Флейта запела громче, злее, шелковое волшебное платье осыпалось мириадами жемчужных брызг, и в этот же момент течение раскололо реку надвое, обнажив влажное илистое дно с глубокими промоинами-омутами. Вода вспенилась по приказу хрустальной русалки-фаэриэ, вздыбилась белопенным горбом – и с грохотом обрушилась на берег, на узкую косу, где стояли двое – человек, утративший силу с последним лучом солнца, и проводник, через которого нежить изливалась в отвергнувший подобную гниль мир живых.
Лунная дорожка пошла рябью, изогнулась под моими ногами, рассыпалась на блики-монетки – и вдруг мир перевернулся, флейта захлебнулась свинцово-серой водой, а я вдруг поняла, что очутилась с обратной стороны отражения на зеркальной глади.
Истаяла золотая сетка, со всех сторон обступил холодный, давящий мрак, а я смотрела на фаэриэ, что склонялась надо мной по другую сторону водяного зеркала. Наблюдала за тем, как ее черты из хрустально-прозрачных становятся более плотными, более реальными, тогда как моя ладонь, в отчаянии прижатая к непроницаемому «стеклу», истаивает как мыльная пена.
Страх окатывает ледяной волной, пронизывает насквозь.
Имя – как спасительная соломинка, как тонкая аметистовая спица, пробившая водное зеркало.
Рейалл!!!
Та, другая, шипит, черты прекрасного лица искажаются, обнажая мелкие острые зубы, она резко оборачивается, глядя куда-то в сторону, – и вдруг осыпается частой капелью, хрустальными брызгами, ледяным крошевом, что усеивает застывшую поверхность воды.

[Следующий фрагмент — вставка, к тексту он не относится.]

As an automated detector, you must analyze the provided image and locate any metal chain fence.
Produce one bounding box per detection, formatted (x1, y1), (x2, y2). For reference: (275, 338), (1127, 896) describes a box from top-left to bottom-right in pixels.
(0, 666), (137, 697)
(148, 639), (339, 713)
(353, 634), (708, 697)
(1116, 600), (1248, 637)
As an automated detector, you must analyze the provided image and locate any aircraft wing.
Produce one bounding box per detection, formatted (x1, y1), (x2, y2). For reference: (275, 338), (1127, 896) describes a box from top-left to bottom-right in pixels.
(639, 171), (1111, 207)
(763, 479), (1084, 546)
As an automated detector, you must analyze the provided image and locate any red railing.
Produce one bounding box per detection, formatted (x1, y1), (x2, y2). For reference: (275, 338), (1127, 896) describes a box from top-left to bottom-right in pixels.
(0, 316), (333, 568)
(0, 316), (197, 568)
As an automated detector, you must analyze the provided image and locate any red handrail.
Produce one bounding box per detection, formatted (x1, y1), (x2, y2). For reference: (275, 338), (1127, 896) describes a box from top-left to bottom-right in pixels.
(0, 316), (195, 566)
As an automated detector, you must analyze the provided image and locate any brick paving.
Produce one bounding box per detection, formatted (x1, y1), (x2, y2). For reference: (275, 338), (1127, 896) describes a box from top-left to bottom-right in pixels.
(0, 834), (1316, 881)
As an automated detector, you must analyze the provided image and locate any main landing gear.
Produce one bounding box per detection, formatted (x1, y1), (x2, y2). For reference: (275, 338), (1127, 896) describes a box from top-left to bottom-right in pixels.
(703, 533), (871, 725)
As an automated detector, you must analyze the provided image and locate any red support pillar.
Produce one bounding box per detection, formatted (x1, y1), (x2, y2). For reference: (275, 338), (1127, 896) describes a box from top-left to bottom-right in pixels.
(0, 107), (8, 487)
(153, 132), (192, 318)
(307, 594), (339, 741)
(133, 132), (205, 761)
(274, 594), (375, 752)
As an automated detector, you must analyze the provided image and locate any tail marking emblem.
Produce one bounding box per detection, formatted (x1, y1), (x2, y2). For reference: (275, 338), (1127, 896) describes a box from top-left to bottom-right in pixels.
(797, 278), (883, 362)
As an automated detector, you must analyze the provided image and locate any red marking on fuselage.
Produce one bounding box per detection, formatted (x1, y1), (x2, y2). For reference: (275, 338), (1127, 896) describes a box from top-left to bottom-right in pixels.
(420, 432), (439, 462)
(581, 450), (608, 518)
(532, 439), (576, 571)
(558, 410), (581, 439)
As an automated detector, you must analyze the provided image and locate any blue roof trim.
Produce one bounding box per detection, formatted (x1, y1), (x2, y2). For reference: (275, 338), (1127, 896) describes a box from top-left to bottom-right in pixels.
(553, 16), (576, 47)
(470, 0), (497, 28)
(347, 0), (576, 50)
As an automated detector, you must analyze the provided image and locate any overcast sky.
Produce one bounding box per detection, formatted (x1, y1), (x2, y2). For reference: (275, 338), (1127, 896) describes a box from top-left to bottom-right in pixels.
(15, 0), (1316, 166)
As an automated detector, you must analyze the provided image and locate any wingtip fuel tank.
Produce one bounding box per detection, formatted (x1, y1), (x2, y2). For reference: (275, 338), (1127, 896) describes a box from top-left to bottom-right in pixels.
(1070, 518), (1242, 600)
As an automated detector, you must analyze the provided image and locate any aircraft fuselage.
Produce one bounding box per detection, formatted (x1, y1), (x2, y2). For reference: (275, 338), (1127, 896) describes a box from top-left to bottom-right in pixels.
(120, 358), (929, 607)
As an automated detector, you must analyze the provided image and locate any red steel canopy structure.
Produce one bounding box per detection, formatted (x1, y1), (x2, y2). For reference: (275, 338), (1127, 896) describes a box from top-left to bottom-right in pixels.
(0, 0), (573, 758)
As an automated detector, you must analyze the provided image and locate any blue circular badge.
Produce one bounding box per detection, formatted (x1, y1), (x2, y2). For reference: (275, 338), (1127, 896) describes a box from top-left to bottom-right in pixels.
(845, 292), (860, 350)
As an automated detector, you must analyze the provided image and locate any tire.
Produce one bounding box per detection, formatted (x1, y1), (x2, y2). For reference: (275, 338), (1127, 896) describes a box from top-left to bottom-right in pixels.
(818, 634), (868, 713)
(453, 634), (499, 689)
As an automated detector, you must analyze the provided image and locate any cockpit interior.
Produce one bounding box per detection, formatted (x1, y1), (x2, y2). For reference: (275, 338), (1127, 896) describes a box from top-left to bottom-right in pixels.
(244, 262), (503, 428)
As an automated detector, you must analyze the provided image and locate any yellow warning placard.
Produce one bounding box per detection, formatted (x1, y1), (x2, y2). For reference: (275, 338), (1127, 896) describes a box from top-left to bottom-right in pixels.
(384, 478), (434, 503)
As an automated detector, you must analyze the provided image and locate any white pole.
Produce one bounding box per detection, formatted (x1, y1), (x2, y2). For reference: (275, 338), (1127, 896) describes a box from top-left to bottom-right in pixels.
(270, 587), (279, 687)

Нырнувшее вглубь матово светящееся белым и голубым лезвие ножа вскрыло колдовское зеркало, как материнское чрево, и я ухватилась обеими руками за крепкое запястье, потянувшее меня наверх, к вольному ветру, к серебряному глазу луны, к напряженной тишине летней ночи. На берег реки, чистый, заросший душистой, терпко пахнущей травой, что кольнула острыми кончиками колени и ступни, когда фаэриэ положил меня на землю.
– Фиорэ?
Жаркие дрожащие руки встряхивают меня за плечи, щеку обжигает несильная пощечина. С трудом удается приподнять веки, заглянуть в сверкающие аметистовым блеском глаза, страшные, неистовые, прекрасные.
– Ты со мной?!
– Моя… флейта… – Голос у меня шелестящий, еле слышный – как шепот трав, шорох листвы. – Где?…
– Утонула в реке. Пусть. Хорошо, что ты сама там не осталась. – Рейалл обнял меня, прижал к груди, кутая в кажущийся тяжелым плащ, утишая, успокаивая дрожь, которая колотила нас обоих. – Не делай так больше.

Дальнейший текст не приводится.